The firmware lives at firmware/firmware/ and pulls in 60+ ESP-IDF managed components on first build. If the firmware submodule is uninitialised, the firmware section will be marked unavailable. Check it out first:

git submodule update --init --recursive

Sample output

{
  "bomFormat": "CycloneDX-ish",
  "specVersion": "1.5-loose",
  "metadata": {
    "timestamp": "2026-04-25T12:00:00Z",
    "tool": "scripts/generate-sbom.sh"
  },
  "server": [
    { "Name": "fastapi", "Version": "0.115.4", "License": "MIT" },
    { "Name": "uvicorn", "Version": "0.34.0", "License": "BSD-3-Clause" }
  ],
  "containers": [
    {
      "image": "xiaozhi-esp32-server-piper:local",
      "digest": null
    }
  ],
  "firmware": {
    "available": true,
    "count": 61,
    "components": [
      {
        "name": "espressif__button",
        "version": "4.1.6",
        "repository": "git://github.com/espressif/esp-iot-solution.git"
      }
    ]
  }
}

Component count

A snapshot from main at the time of writing:

Section Approx. count Source
server ~10 bridge/requirements.txt + transitive deps
containers 1 docker-compose.yml
firmware ~60+ firmware/firmware/managed_components/

License diversity

The expected mix on the server side is MIT and Apache-2.0 with a few BSD-3-Clause entries (FastAPI/Starlette, uvicorn, pydantic). On the firmware side, Apache-2.0 dominates (Espressif convention).

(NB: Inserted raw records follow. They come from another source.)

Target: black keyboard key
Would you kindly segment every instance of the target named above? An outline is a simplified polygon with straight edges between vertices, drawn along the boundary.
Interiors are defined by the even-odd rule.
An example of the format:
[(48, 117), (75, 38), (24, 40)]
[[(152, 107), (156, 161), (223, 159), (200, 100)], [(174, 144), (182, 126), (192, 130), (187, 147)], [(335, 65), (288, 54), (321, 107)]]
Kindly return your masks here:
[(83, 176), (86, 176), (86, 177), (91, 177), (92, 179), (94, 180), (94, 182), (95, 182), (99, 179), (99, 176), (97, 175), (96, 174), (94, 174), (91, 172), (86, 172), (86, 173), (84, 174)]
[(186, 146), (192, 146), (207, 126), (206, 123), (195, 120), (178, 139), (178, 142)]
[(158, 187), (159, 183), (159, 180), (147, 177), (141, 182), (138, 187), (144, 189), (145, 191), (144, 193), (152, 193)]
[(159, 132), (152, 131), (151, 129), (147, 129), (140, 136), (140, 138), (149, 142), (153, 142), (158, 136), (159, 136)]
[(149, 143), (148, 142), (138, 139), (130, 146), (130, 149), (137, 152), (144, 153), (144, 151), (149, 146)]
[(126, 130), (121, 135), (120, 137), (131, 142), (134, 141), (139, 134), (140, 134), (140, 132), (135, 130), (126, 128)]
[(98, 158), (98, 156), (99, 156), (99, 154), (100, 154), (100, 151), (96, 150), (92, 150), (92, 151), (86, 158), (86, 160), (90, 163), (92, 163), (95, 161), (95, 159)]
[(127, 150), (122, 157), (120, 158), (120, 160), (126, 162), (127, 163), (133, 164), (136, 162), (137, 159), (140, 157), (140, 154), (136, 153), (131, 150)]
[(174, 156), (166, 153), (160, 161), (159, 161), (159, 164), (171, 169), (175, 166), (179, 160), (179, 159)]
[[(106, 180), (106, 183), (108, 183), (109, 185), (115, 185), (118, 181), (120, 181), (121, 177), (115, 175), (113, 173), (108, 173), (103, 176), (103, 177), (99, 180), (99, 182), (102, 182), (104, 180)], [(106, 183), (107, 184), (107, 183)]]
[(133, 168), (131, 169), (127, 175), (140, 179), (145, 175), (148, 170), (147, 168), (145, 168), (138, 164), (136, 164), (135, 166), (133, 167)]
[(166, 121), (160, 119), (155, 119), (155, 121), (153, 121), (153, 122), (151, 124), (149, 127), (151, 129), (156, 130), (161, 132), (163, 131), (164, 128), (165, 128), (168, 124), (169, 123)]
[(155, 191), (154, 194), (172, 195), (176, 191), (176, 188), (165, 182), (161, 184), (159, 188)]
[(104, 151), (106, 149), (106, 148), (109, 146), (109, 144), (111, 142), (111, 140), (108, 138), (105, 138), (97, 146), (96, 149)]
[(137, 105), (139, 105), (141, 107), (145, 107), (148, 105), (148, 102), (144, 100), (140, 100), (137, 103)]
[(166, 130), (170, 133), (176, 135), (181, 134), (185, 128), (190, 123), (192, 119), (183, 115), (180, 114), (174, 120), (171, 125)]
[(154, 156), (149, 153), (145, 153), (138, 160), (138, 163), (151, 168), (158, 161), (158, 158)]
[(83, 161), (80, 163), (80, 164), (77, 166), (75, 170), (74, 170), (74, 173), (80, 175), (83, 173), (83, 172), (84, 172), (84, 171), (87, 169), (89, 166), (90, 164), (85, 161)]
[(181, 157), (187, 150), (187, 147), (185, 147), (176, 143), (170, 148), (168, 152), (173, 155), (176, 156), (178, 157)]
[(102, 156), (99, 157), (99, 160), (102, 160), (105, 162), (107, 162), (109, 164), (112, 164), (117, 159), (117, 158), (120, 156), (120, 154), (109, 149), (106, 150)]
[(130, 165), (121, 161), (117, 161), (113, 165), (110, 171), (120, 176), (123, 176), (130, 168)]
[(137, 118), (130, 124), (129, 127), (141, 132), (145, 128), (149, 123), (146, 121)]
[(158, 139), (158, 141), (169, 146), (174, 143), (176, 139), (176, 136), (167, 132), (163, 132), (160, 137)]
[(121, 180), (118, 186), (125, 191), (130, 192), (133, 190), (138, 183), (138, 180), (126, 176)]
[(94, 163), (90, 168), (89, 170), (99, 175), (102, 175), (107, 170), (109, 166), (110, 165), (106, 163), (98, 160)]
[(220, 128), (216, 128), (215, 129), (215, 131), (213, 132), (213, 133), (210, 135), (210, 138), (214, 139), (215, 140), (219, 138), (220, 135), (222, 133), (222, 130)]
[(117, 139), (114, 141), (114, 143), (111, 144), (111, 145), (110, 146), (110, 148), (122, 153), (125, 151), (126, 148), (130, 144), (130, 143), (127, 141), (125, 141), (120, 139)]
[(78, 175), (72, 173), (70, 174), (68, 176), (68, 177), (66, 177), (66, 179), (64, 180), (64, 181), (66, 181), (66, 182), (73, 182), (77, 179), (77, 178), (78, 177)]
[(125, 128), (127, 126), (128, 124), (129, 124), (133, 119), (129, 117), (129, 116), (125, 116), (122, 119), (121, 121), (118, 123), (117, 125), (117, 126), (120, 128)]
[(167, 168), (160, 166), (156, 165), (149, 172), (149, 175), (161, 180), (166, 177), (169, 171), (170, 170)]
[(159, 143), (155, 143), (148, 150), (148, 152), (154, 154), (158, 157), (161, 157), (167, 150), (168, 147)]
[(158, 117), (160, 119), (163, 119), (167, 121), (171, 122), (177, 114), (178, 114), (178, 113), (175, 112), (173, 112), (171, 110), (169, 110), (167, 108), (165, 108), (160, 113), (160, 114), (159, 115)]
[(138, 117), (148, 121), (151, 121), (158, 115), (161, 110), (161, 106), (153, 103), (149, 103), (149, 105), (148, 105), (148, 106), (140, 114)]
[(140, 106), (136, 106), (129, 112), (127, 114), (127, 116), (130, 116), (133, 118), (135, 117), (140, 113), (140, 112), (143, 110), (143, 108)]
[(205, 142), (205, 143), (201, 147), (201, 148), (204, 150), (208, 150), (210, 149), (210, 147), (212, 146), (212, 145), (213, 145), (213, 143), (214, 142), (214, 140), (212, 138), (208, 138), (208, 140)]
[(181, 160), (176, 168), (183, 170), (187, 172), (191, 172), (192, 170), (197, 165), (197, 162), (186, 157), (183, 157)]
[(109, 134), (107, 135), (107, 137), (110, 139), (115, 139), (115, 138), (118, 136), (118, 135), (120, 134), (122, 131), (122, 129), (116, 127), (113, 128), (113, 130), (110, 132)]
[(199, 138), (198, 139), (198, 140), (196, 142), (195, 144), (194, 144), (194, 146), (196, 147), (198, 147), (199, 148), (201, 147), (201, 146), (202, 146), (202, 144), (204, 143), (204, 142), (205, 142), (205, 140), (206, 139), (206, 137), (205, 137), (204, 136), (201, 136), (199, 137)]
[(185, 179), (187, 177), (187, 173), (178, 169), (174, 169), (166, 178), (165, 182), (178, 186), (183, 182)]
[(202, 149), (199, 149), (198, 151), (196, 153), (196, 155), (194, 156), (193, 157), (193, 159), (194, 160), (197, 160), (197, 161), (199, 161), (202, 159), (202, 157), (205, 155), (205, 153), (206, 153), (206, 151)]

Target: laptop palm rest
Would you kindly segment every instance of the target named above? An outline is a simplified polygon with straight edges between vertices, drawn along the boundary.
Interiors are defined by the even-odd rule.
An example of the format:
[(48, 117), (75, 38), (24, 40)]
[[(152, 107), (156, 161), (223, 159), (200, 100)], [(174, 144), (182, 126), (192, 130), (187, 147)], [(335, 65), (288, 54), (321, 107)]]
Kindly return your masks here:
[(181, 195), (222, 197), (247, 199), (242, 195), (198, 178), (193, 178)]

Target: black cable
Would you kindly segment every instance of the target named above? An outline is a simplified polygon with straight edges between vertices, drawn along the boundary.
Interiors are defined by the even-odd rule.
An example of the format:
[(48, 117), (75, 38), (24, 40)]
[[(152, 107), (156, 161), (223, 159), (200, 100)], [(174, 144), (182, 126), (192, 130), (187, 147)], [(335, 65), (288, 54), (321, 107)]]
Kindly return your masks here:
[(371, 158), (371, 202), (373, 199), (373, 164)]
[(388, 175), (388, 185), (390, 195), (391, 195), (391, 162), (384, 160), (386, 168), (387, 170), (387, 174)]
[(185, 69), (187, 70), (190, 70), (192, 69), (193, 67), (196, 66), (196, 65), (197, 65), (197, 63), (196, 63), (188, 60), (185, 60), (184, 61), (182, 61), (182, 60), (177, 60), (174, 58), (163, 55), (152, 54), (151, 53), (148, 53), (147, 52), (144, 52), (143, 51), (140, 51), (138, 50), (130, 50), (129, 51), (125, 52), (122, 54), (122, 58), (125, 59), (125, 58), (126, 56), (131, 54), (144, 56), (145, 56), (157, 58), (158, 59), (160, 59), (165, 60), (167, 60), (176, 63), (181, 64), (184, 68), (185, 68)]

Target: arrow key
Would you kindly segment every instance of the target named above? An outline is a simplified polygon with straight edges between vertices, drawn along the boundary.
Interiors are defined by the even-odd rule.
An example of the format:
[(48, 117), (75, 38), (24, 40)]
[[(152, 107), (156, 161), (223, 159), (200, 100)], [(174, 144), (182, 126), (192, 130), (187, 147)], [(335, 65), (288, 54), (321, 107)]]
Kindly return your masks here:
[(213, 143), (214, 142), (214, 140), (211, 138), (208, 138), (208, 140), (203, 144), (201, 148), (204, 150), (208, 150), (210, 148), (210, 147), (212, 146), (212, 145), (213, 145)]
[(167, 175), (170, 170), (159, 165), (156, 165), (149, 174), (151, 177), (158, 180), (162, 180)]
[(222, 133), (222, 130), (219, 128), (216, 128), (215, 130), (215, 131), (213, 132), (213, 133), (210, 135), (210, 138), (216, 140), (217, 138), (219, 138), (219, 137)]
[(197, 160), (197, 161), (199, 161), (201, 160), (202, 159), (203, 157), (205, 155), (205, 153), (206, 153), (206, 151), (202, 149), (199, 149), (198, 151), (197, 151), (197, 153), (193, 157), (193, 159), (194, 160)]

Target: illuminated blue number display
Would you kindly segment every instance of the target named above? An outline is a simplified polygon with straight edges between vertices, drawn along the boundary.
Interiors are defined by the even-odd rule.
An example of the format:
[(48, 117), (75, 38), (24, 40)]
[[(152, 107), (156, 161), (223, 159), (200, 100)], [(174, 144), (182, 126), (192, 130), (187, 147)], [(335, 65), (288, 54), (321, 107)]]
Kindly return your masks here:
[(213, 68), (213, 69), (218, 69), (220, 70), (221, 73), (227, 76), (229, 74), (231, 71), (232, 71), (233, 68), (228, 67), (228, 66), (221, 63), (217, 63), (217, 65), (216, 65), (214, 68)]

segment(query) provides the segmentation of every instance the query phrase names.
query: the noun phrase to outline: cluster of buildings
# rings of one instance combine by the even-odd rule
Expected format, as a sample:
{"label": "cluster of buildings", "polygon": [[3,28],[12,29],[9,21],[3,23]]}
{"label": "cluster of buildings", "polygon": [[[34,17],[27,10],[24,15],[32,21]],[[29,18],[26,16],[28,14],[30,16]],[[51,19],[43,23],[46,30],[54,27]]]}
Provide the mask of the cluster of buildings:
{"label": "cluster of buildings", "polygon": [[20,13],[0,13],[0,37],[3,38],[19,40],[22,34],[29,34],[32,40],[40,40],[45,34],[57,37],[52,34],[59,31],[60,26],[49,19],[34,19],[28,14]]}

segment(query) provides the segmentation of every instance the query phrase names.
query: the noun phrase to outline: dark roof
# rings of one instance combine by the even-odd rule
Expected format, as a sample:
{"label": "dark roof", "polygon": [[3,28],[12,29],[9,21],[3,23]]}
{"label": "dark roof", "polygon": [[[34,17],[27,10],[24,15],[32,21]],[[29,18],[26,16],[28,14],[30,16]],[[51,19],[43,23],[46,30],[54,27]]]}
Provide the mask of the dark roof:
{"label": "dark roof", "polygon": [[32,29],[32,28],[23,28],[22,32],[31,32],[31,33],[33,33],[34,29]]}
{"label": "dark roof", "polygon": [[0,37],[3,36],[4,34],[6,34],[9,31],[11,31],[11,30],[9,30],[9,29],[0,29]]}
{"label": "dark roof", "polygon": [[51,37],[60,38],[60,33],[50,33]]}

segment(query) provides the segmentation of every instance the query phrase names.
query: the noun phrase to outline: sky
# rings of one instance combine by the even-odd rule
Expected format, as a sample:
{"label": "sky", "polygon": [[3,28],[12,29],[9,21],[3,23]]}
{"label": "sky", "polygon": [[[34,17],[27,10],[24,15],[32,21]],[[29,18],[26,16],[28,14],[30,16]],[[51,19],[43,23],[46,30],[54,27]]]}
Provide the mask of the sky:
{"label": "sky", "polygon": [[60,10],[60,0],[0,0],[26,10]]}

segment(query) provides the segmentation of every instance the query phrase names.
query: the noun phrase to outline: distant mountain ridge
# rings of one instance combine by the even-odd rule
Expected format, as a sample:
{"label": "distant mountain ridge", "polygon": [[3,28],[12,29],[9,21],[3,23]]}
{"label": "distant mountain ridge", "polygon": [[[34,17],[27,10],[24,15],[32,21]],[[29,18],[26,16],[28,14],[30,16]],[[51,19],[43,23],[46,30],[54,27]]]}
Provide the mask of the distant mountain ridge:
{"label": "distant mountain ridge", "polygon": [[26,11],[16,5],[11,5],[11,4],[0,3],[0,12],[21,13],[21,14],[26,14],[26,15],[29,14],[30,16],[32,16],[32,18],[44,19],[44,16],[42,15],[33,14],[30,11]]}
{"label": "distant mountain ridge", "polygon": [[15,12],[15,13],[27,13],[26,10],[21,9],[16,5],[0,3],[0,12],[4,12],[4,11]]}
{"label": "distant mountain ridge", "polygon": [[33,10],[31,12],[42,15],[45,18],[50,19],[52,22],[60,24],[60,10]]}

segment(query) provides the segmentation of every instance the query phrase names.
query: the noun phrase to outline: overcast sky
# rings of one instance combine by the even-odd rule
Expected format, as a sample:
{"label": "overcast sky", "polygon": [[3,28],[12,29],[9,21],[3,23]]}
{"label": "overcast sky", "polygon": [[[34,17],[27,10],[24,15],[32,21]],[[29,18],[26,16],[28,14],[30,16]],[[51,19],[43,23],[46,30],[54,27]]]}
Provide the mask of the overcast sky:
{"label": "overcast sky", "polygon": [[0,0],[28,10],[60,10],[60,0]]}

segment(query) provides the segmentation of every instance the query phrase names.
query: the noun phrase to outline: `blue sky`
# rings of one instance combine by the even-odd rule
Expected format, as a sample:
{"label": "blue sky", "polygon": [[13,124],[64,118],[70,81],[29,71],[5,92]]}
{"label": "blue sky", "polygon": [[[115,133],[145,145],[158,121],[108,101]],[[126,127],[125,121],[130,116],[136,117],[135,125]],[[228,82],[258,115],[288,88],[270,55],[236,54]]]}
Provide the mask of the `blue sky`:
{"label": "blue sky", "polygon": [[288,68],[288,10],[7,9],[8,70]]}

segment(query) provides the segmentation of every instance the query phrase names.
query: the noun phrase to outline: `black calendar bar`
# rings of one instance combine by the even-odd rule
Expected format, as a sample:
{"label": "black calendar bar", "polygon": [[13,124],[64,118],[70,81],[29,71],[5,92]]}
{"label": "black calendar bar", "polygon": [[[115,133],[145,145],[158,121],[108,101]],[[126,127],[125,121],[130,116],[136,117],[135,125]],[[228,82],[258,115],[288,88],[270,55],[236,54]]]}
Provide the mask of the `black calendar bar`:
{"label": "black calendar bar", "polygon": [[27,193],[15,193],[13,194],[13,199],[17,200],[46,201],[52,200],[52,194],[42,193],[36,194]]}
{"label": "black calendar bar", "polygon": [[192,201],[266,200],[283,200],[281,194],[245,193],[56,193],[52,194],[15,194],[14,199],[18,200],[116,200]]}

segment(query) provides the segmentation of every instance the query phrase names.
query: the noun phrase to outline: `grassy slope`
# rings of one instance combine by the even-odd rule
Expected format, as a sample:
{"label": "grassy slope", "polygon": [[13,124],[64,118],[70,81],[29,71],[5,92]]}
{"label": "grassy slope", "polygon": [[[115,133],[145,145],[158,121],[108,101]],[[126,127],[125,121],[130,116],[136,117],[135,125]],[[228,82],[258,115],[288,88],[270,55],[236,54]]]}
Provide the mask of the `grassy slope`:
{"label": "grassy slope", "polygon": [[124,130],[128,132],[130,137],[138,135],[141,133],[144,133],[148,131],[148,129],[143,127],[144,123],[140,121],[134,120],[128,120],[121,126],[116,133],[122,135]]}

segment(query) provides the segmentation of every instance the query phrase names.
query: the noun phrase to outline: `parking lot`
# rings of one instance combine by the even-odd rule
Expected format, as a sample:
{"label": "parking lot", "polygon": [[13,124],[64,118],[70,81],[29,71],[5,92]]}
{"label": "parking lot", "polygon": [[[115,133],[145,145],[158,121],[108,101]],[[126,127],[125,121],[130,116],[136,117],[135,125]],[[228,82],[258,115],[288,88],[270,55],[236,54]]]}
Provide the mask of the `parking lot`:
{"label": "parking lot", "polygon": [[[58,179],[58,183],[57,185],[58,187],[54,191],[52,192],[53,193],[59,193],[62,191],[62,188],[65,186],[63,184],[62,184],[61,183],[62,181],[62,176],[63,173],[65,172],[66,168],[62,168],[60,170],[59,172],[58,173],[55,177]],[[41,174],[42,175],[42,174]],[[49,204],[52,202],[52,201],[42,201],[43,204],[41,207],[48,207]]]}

If the SBOM ever surfaces a GPL-2.0, GPL-3.0, or AGPL-3.0 entry, treat that as a flag to investigate — those licenses can carry copyleft obligations that are incompatible with how this project is distributed. File an issue and check LICENSE + COMPATIBILITY.md before merging.

Cross-references

  • COMPATIBILITY.md — versioning + release process the SBOM snapshots against.
  • SECURITY.md — threat model + how to report security issues that an SBOM scan might surface.
  • docs/signed-releases.md — companion scaffold for GPG-signing release artifacts.

Follow-ups

  • Full CycloneDX 1.5 conformance (currently the output is loosely shaped in that style; bomFormat is "CycloneDX-ish").
  • CI integration — generate the SBOM as part of the firmware-release workflow and attach it to the GitHub Release alongside the binaries.
  • CVE scanning — feed the SBOM into a tool such as grype or trivy fs --format cyclonedx-json to flag known vulnerabilities.